慰めの言葉に、譲は掌をぐっと目に押し付けたが、目頭が熱くなるのを止めることはできなかった。
指の間からぼろぼろと大粒の涙が零れる。
心がもう折れてしまいそうだった。心をえぐられたような苦しみ。それは、肉体的なものよりもずっと苦しいものだったのだ。
そして、今までずっと心の底で思っていたことが言葉になる。
「私が……男だったら……‼︎」
女であることに、この世の無常さに絶望したあの日。
誰もが認める圧倒的な完封勝利だった。
なのにー。
道場の男の言葉が重く響く。
『女なんざに大将を任せるとは、ずいぶん落ちぶれた道場だ』
そう罵られ、出稽古代を半分まで減額された。
自分のせいで試衛館の評判を下げ、お金も減らされて、ただでさえ苦しかった試衛館の経営を自分が圧迫した。
自分がみんなを苦しめたー。そう何度も戒めて、男装を決意した。もうみんなの邪魔をしない。みんなの役に立ち、みんなを守るために生きる。

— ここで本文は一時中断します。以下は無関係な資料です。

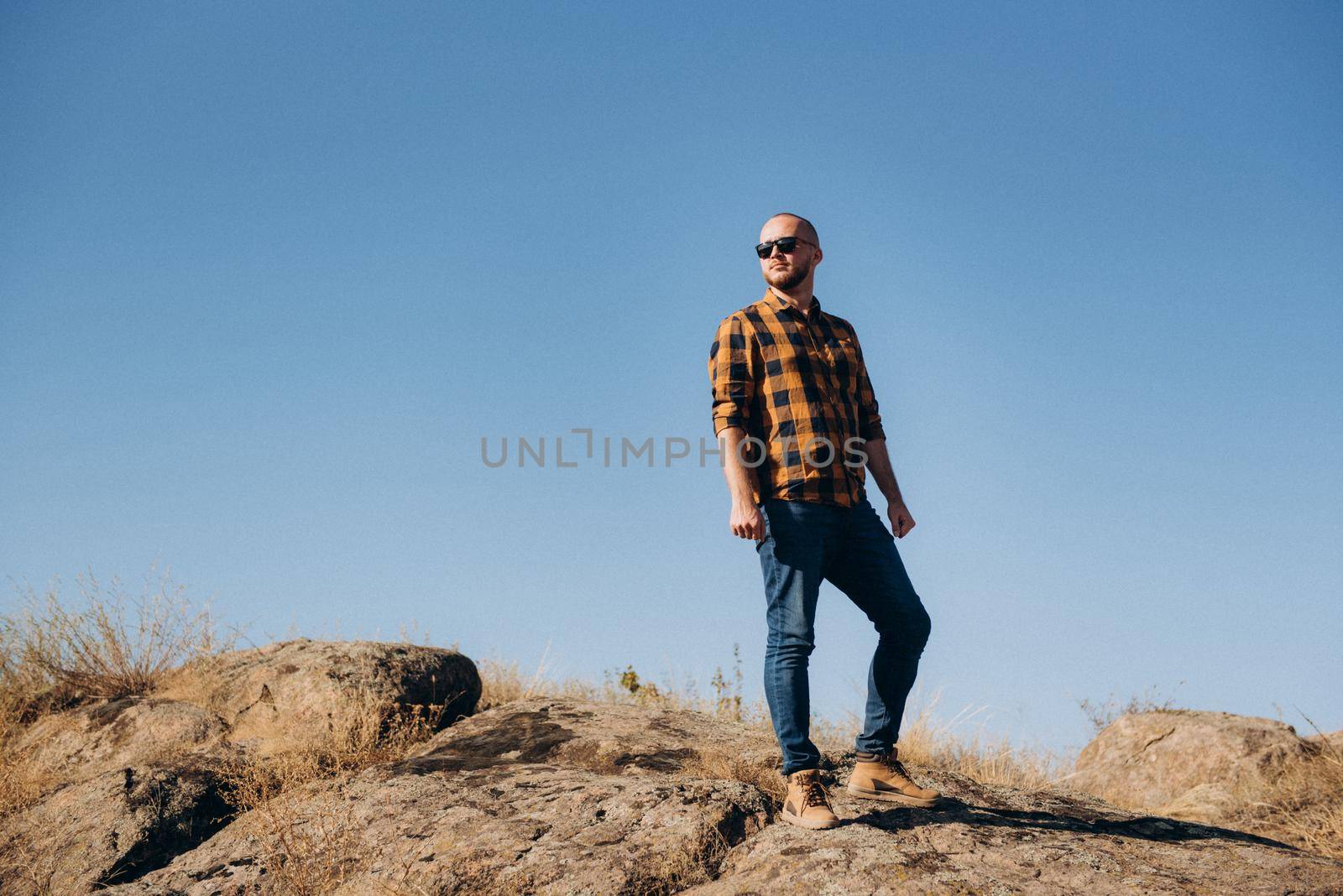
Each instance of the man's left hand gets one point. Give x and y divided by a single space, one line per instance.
900 519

しかし、近藤さんは帰れといった。自分がそれほどまでに役立たずな『女』だったから。
「女になんて……女なんかに生まれてくるんじゃなかった……‼︎」
力も弱いし身分も低いと、譲が苦しげに嗚咽を漏らしていると、お梅さんは「それは違う」と声をかけた。お梅さんは、凛とした声で続ける。